= Born–Infeld model =

Model of nonlinear electrodynamics

In theoretical physics, the Born–Infeld model or the Dirac–Born–Infeld action is a particular example of what is usually known as a nonlinear electrodynamics. It was historically introduced in the 1930s to remove the divergence of the electron's self-energy in classical electrodynamics by introducing an upper bound of the electric field at the origin. It was introduced by Max Born and Leopold Infeld in 1934, with further work by Paul Dirac in 1962.

==Overview==
Born–Infeld electrodynamics is named after physicists Max Born and Leopold Infeld, who first proposed it. The model possesses a whole series of physically interesting properties.

In analogy to a relativistic limit on velocity, Born–Infeld theory proposes a limiting force via limited electric field strength. A maximum electric field strength produces a finite electric field self-energy, which when attributed entirely to electron mass-produces maximum field.

$E_{\rm BI} = 1.187 \times 10^{20} \, \mathrm{V} / \mathrm{m}.$

Born–Infeld electrodynamics displays good physical properties concerning wave propagation, such as the absence of shock waves and birefringence. A field theory showing this property is usually called completely exceptional, and Born–Infeld theory is the only completely exceptional regular nonlinear electrodynamics.

This theory can be seen as a covariant generalization of Mie's theory and very close to Albert Einstein's idea of introducing a nonsymmetric metric tensor with the symmetric part corresponding to the usual metric tensor and the antisymmetric to the electromagnetic field tensor.

The compatibility of Born–Infeld theory with high-precision atomic experimental data requires a value of a limiting field some 200 times higher than that introduced in the original formulation of the theory.
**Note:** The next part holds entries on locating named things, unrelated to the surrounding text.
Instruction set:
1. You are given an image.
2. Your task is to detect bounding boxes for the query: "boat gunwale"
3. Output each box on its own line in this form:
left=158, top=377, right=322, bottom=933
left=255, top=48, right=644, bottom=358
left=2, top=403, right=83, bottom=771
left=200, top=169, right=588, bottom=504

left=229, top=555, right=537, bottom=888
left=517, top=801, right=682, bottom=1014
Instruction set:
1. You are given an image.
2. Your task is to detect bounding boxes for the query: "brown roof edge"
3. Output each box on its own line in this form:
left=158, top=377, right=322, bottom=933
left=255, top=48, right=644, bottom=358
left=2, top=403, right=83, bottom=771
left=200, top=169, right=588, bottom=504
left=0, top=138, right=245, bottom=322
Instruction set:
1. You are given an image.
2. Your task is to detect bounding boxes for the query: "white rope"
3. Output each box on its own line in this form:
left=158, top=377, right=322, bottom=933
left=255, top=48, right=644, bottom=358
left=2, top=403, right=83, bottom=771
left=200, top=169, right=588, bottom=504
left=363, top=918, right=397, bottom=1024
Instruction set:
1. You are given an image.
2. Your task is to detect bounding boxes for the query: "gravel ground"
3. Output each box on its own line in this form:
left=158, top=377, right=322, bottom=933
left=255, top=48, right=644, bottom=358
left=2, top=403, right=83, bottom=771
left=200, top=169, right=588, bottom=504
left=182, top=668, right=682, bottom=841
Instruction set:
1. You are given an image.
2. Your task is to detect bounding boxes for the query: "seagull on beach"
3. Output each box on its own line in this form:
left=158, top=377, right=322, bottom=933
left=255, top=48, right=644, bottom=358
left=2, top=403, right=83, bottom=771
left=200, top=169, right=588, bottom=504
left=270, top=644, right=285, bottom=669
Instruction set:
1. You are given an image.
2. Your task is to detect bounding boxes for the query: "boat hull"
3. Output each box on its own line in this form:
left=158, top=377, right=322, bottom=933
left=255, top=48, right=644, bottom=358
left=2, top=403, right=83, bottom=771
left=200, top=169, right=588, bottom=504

Since 1985 there was a revival of interest on Born–Infeld theory and its nonabelian extensions, as they were found in some limits of string theory. It was discovered by E.S. Fradkin and A.A. Tseytlin that the Born–Infeld action is the leading term in the low-energy effective action of the open string theory expanded in powers of derivatives of gauge field strength.

== Equations ==

We will use the relativistic notation here, as this theory is fully relativistic.

The Lagrangian density is

$\mathcal{L} = -b^2 \sqrt{-\det\left(\eta + \frac{F}{b}\right)} + b^2,$

where η is the Minkowski metric, F is the Faraday tensor (both are treated as square matrices, so that we can take the determinant of their sum), and b is a scale parameter. The maximal possible value of the electric field in this theory is b, and the self-energy of point charges is finite. For electric and magnetic fields much smaller than b, the theory reduces to Maxwell electrodynamics.

In 4-dimensional spacetime the Lagrangian can be written as

$\mathcal{L} = -b^2 \sqrt{1 - \frac{E^2 - B^2}{b^2} - \frac{(\mathbf{E} \cdot \mathbf{B})^2}{b^4}} + b^2,$

where E is the electric field, and B is the magnetic field.

In string theory, gauge fields on a D-brane (that arise from attached open strings) are described by the same type of Lagrangian:

$\mathcal{L} = -T \sqrt{-\det(\eta + 2\pi\alpha'F)},$

where T is the tension of the D-brane and $2\pi \alpha'$ is the inverse of the string tension.